Belinsky noted the enormous influence of Gogol’s works on the further development of the “natural school” towards the creation of a Russian realistic novel. The historicism of Belinsky’s thinking led him to define the genre of “Dead Souls” as novel, and this was the victory of the advanced, progressive beginning of Russian life and literature of the mid-19th century.

L.N. Tolstoy, drawing attention to the uniqueness of the genre of “Dead Souls,” wrote that this is “not a novel, not a story - something completely original.”

Gogol himself defined the genre of “Dead Souls” as poem emphasizing the equality of the epic (narrative) and lyrical principles.

The presence of a lyrical element in “Dead Souls” was also noted by Belinsky: “We consider the greatest success and step forward on the author’s part to be the fact that in “Dead Souls” his subjectivity is felt everywhere and, so to speak, tangibly. Here we mean... that deep, comprehensive and humane subjectivity. This predominance of subjectivity reaches high lyrical pathos... This pathos of the poet’s subjectivity is manifested not only in... highly lyrical digressions: it manifests itself incessantly, even in the midst of a story about the most prosaic subjects...

Thus, according to Belinsky, subjectivity manifests itself:

In lyrical digressions;

The epic and lyrical parts differ in the goals that the writer sets for himself. Task epic part- show “albeit from one side all of Rus'.” IN lyrical part a positive ideal of the author arises.

This opposition in goals and objectives is reflected in the language of the poem. If in Pushkin’s “Eugene Onegin” both the narration and the lyrical digressions are written in the colloquial language of an educated secular person and the transition from one to the other is practically imperceptible, then the language of the lyrical digressions in “Dead Souls” corresponds to a sublime task: here a high style of speech is used; means that bring the language of lyrical digressions closer to the poetic.

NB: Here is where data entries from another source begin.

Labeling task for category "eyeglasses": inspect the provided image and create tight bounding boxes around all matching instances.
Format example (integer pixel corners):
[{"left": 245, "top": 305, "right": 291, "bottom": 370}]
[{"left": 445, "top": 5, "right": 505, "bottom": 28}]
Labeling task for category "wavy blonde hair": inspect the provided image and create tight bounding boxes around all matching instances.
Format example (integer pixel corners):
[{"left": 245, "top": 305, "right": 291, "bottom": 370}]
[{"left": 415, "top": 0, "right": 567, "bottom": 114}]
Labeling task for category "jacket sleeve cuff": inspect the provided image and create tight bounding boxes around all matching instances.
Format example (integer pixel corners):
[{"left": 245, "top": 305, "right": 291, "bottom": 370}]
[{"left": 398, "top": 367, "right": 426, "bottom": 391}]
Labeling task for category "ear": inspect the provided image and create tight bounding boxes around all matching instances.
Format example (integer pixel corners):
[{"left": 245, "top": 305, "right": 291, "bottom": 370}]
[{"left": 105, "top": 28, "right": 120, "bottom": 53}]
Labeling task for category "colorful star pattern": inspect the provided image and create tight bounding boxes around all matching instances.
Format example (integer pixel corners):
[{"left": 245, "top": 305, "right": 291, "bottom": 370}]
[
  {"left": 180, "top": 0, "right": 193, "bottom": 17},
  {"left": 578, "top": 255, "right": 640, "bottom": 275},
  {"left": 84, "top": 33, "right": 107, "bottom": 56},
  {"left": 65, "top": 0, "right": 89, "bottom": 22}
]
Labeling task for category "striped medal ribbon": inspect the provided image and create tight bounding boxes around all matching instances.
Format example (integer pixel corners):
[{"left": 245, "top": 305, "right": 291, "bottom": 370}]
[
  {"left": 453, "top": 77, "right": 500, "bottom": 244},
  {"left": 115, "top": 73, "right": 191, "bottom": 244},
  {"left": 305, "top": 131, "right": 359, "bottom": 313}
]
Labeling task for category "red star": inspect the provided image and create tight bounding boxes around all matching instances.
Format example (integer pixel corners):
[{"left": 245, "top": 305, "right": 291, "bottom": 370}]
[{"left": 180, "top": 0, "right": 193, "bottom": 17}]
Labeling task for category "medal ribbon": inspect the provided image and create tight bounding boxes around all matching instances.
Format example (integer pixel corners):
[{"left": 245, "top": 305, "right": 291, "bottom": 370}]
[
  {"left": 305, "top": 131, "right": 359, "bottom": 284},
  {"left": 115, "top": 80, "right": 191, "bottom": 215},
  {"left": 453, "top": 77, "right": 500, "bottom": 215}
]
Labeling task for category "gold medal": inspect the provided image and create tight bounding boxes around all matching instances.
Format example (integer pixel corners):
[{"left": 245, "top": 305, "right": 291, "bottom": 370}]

1. Evaluative vocabulary, often contrasting epithets (high - derogatory): “The modern court does not recognize that tall enthusiastic laughter is worthy of being next to high lyrical movement and that there is a whole gulf between him and the antics of a farcical buffoon!»; «… pale, scattered and unpleasant you... hear something ecstatically wonderful».

2. High imagery:

Metaphors (“How drowsiness creeps seductively... Which the night takes place on high... nothing will not deceive the eye...»);

Metaphorical epithets (“aimed piercing finger daring diva of nature, the sky... so vast, sonorously And It's clear sprawling enormously the bread arsenal looks out");

Hyperbole (“Shouldn’t a hero be here when there is room for him to turn around and walk?”).

3. Poetic syntax:



Rhetorical questions (“And what Russian doesn’t like driving fast?”);

Exclamations (“The Russian people express themselves strongly! Eh, horses, horses, what kind of horses!”);

Appeals (“Oh my youth! Oh my freshness!.. Rus', where are you rushing?”);

Anaphora (" What in it, in this sand?.. What prophesies your vast expanse? Is it here?, is it not possible that a boundless thought will be born in you?.. Is it here? shouldn’t be a hero when there is room for him to turn around and walk?”);

Repeats(" Is it his soul?, trying to get dizzy, go for a walk, sometimes say: “damn it all!” - Is it his soul not to love her?? Shouldn't I love her?, when something enthusiastically wonderful is heard in it?”);

Rows homogeneous members(“And again on both sides of the pillar path they entered again to write versts, station guards, wells, carts, gray villages With samovars, women and lively bearded master <...>, pedestrian in worn bast shoes, trudged 800 miles, small towns, built alive, with wooden shops, cloudy barrels, bast shoes, rolls and other small fry, pockmarked barriers, being repaired bridges, fields boundless both on that side and on the other, landowners Rydvany, soldier on horseback<...>, green, yellow and freshly dug black stripes, flashing across the steppes, drawn out in the distance song, pine tops in the fog, disappearing into the distance bell ringing, crows like flies and endless horizon...»);

Gradation - stylistic device, consisting in the consistent intensification or, conversely, weakening of comparisons, epithets (“What calls, and sobs and grabs your heart?; "Which strange, and alluring, and carrying, and wonderful in the word...");

Inversions (“Rus! Rus'! I see you from my wonderful, beautiful distance I see you...”).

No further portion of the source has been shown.